In questo contributo, che ha appunto lo scopo di indagare i dinamismi della chiamata, ci proponiamo di percorrere insieme alcuni piccoli e preziosi passaggi che ci possano assicurare una base sicura per riaffermare che davvero “noi ci stiamo” con cognizione di causa, e non semplicemente nella logica di un’emozione mutevole e passeggera. Partiamo da lontano, riconoscendo il dono di esistere, e arriviamo, passo dopo passo, alla necessità di prendere oggi delle decisioni coraggiose.

Il dono dell’esistenza

Prendiamo il via dalla nostra esistenza concreta. Dalla consapevolezza che quello che siamo non è primariamente opera nostra. Ovvero dal fatto incontestabile che siamo preceduti, che siamo figli. Sembrerebbe una banalità, ma spesso ce lo dimentichiamo proprio. Un modo di pensare molto aggressivo a volte ci convince che ci facciamo da soli, che siamo figli di noi stessi e che non abbiamo nessuna responsabilità verso gli altri.
Un pensiero onesto, che fa perno intorno al reale, ci restituisce una socialità originaria che caratterizza la nostra esistenza. Non c’è mai stato un momento nella storia in cui io esistevo e gli altri invece no. È vero esattamente il contrario: c’è stato un tempo in cui il mondo e gli altri esistevano e io invece non c’ero ancora. I nostri genitori esistevano prima di noi, così come i nostri nonni, e anche i nostri fratelli o sorelle maggiori.
Nelle diverse epoche che studiamo sui libri di storia il nostro nome non compare. Per molto tempo io non ci sono stato e ad un certo punto sono nato, sono venuto al mondo. E non per mia iniziativa. E questo vale per tutti.
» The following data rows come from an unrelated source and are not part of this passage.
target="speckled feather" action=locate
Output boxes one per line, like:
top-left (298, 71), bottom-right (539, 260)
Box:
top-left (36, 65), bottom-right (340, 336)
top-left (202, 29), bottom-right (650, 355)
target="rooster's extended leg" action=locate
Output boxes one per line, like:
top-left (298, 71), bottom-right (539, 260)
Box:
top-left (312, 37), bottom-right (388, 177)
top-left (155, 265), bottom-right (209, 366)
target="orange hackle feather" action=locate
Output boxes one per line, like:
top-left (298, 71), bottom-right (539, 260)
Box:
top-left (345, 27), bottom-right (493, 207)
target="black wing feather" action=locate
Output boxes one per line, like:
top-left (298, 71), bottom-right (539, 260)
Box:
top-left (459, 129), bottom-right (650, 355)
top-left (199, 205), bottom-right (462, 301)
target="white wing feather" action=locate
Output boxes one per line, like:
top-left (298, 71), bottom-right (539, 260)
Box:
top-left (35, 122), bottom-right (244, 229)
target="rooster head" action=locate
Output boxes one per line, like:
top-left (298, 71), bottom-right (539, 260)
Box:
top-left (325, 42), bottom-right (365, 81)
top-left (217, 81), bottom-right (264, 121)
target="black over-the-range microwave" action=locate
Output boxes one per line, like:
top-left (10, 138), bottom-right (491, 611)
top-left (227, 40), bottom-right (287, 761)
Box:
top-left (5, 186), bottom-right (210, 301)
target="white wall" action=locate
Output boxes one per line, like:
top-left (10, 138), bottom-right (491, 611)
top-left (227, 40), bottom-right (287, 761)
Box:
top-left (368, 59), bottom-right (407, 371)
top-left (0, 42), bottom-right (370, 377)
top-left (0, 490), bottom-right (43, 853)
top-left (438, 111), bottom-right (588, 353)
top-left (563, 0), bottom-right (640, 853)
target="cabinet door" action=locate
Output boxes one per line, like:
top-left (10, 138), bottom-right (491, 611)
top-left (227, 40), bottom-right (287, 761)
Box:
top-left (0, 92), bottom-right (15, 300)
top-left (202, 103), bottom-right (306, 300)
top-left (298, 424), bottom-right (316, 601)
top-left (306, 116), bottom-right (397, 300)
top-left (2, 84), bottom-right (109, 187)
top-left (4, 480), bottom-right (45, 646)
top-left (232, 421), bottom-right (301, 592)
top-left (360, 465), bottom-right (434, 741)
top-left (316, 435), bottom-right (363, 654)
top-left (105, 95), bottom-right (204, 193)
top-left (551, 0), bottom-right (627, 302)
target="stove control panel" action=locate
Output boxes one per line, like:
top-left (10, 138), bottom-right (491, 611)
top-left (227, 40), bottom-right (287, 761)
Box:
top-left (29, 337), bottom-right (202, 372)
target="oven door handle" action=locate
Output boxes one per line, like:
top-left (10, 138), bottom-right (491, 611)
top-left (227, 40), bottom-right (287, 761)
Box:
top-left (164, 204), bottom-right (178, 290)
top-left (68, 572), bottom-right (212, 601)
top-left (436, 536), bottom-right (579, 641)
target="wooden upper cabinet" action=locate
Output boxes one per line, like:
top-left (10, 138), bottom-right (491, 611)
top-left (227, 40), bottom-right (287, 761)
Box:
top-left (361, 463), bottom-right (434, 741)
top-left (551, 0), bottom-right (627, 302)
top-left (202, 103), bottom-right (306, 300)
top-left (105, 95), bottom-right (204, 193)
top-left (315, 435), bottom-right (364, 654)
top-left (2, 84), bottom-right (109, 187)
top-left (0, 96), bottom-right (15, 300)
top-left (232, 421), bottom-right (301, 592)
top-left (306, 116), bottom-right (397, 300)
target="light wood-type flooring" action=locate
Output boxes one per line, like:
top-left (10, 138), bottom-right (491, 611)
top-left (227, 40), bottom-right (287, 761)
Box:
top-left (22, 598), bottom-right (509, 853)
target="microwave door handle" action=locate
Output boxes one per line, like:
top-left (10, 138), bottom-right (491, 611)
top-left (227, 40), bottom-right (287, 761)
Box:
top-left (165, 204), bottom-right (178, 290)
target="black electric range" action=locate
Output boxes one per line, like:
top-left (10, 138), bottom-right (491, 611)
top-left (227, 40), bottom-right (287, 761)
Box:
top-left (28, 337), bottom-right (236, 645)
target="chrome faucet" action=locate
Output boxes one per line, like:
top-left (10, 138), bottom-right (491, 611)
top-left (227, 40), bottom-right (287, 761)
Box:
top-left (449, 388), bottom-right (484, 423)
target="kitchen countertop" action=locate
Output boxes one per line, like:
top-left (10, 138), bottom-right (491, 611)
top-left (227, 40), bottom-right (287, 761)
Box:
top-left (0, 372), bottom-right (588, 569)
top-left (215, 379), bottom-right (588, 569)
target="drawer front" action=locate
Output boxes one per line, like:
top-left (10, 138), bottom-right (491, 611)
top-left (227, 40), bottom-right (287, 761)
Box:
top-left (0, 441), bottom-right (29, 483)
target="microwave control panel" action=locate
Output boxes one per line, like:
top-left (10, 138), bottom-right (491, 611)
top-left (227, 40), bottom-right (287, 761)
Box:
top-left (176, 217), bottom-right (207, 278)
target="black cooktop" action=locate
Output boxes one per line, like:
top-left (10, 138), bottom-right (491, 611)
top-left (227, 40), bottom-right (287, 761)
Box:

Ci sarà anche un momento in cui sarò chiamato a lasciare questo mondo, che continuerà senza di me.
In base a questa realtà sperimentiamo continuamente di essere stati amati e voluti prima ancora di averne la percezione. Non è stata opera nostra, ma un dono che abbiamo ricevuto da altri. Primariamente da parte di coloro che si sono presi cura di noi. La vita è un dono che abbiamo ricevuto, senza alcun nostro merito. Altri hanno impiegato senza troppi calcoli e con tanta generosità tempo, risorse e affetti per farci crescere.
Ecco allora la sintesi del primo passaggio: bisogna rifiutare la menzogna dell’autofondazione, riconoscendo che siamo stati donati a noi stessi e che la vita è prima di tutto un dono gratuito che abbiamo ricevuto. Ecco che il primo e più importante atteggiamento dell’esistenza rimane sempre la gratitudine.

L’esistenza come dono

Il secondo passaggio è logico rispetto al primo: se esistiamo nella forma del dono, la realizzazione della nostra esistenza avrà la medesima forma del dono. Di solito, di fronte ad un favore ricevuto, rispondiamo: “A buon rendere”. Come a dire, ho ricevuto un dono da qualcuno, magari inaspettato, e adesso questo diventa un impegno di restituzione, un piccolo debito da onorare. Non è un obbligo stringente, ma una risposta naturale, eticamente importante, una spinta che ci porta al contraccambio. Ne va della nostra dignità.
Se riconosciamo che siamo frutto di un dono inatteso, ecco che la nostra vita diventa se stessa se impostata come un’esistenza capace di dono e di servizio. San Francesco di Sales, di cui quest’anno celebriamo i 400 anni dalla morte, parla a questo proposito di “estasi della vita”. È una bella espressione, che non ha nulla di intimistico, ma tutto di apostolico. Egli, guardando all’esempio di Gesù, l’uomo per eccellenza che sa riconoscere la sua esistenza come un dono ricevuto, indica al cristiano la via del dono concreto. Al di là dell’estasi della contemplazione – che ci eleva a Dio in una preghiera particolarmente intensa – e di quella dell’intelletto – che ci fa conoscere in maniera limpida le cose di Dio e degli uomini –, l’estasi dell’azione è caratterizzata da una continua carità, dolcezza, benevolenza e dedizione. È la via della generosità sistemica verso tutti. Tale estasi diventa il criterio di discernimento radicale sulla qualità della vita umana e cristiana:

Quando dunque si incontra una persona che nell’orazione ha dei rapimenti per mezzo dei quali esce e sale al di sopra di se stessa fino a Dio, e tuttavia non ha estasi della vita, ossia non conduce una vita elevata e congiunta a Dio, con la mortificazione dei desideri mondani, della volontà e delle inclinazioni naturali, per mezzo di una dolcezza interiore, di semplicità e umiltà, e soprattutto per mezzo di una continua carità, credimi, Teotimo, tutti i suoi rapimenti sono dubbi e pericolosi; sono rapimenti adatti a creare ammirazione negli uomini, ma non a santificare chi li prova[1].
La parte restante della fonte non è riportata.